2. Least-Squares Estimation
The regression parameters are estimated using the least-squares method, which minimizes the sum of squared errors (SSE):
SSE = Σ (Yᵢ − Ŷᵢ)²
The slope and intercept estimators are:
β̂₁ = Σ(Xᵢ − X̄)(Yᵢ − Ȳ) / Σ(Xᵢ − X̄)² = 5.0128
β̂₀ = Ȳ − β̂₁X̄ = 39.7469
The fitted regression line is:
Ŷ = 39.7469 + 5.0128X
Interpretation: Each additional hour of study increases the expected exam grade by approximately 5 points.
Grade Predictor
Enter study hours (X) to estimate the expected exam grade using the fitted model: Ŷ = 39.7469 + 5.0128X
3. Inference and Hypothesis Testing
The null hypothesis for the slope is:
H₀: β₁ = 0
The test statistic is:
t = β̂₁ / SE(β̂₁) = 103.72
With 4,998 degrees of freedom, the p-value is far below 0.001, leading to rejection of the null hypothesis.
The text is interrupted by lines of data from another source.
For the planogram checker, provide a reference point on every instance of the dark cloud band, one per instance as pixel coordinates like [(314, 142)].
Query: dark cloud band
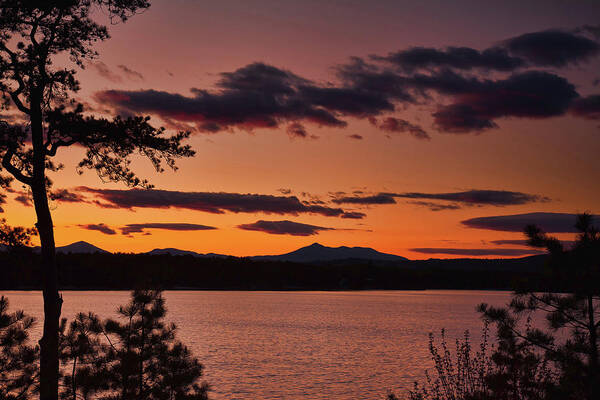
[(284, 228), (548, 222), (478, 252)]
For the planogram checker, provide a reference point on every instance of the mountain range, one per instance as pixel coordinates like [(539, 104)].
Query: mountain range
[(318, 253), (310, 254)]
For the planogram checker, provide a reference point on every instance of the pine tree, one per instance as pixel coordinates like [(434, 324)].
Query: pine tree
[(134, 357), (18, 360), (570, 304)]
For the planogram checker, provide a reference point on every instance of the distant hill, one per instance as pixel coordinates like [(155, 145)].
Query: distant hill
[(177, 252), (318, 253), (80, 247)]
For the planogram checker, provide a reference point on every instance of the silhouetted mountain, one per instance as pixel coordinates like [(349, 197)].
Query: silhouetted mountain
[(80, 247), (177, 252), (319, 253)]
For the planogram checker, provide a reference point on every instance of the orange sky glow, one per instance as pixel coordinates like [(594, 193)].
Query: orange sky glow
[(180, 46)]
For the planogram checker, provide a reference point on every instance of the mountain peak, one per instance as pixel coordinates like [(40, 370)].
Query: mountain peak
[(316, 252)]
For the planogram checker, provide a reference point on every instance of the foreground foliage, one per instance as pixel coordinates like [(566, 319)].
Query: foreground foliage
[(547, 340), (135, 356), (18, 360)]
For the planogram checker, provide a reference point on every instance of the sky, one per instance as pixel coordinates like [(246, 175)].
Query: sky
[(423, 129)]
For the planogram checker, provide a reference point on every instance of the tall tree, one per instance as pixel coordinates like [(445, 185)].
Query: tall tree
[(37, 87), (570, 302)]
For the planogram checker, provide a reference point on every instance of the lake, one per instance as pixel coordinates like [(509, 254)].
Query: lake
[(301, 345)]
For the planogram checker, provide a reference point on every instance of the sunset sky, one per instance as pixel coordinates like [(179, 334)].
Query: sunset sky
[(402, 126)]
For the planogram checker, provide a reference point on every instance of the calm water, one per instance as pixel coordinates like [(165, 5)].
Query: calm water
[(302, 345)]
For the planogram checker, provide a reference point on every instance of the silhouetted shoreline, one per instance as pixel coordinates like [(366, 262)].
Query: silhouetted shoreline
[(126, 271)]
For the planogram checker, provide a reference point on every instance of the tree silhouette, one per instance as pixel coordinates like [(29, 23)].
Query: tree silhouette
[(134, 357), (18, 360), (39, 94), (571, 307)]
Study hours have a statistically significant effect on exam grades.
95% Confidence Interval for the slope:
(4.918, 5.108)
4. Mean Response and Prediction
The estimated mean grade for a fixed study time x₀ is:
Ŷ(x₀) = β̂₀ + β̂₁x₀
Confidence intervals estimate the mean response, while prediction intervals estimate an individual student’s grade.
Prediction intervals are wider because they include individual variability.
5. Correlation Analysis
The Pearson correlation coefficient is:
r = 0.8263
This indicates a strong positive linear association between study hours and exam grades.
The coefficient of determination is:
R² = 0.6828
Approximately 68.3% of the variability in exam grades is explained by study hours.
Figures (Generated in R)
All figures were generated using R and RStudio and correspond directly to the regression diagnostics discussed above.
6. Conclusion
This project demonstrates how simple linear regression and correlation can be used for modeling, inference, and prediction. The results confirm a strong and statistically significant relationship between study time and academic performance.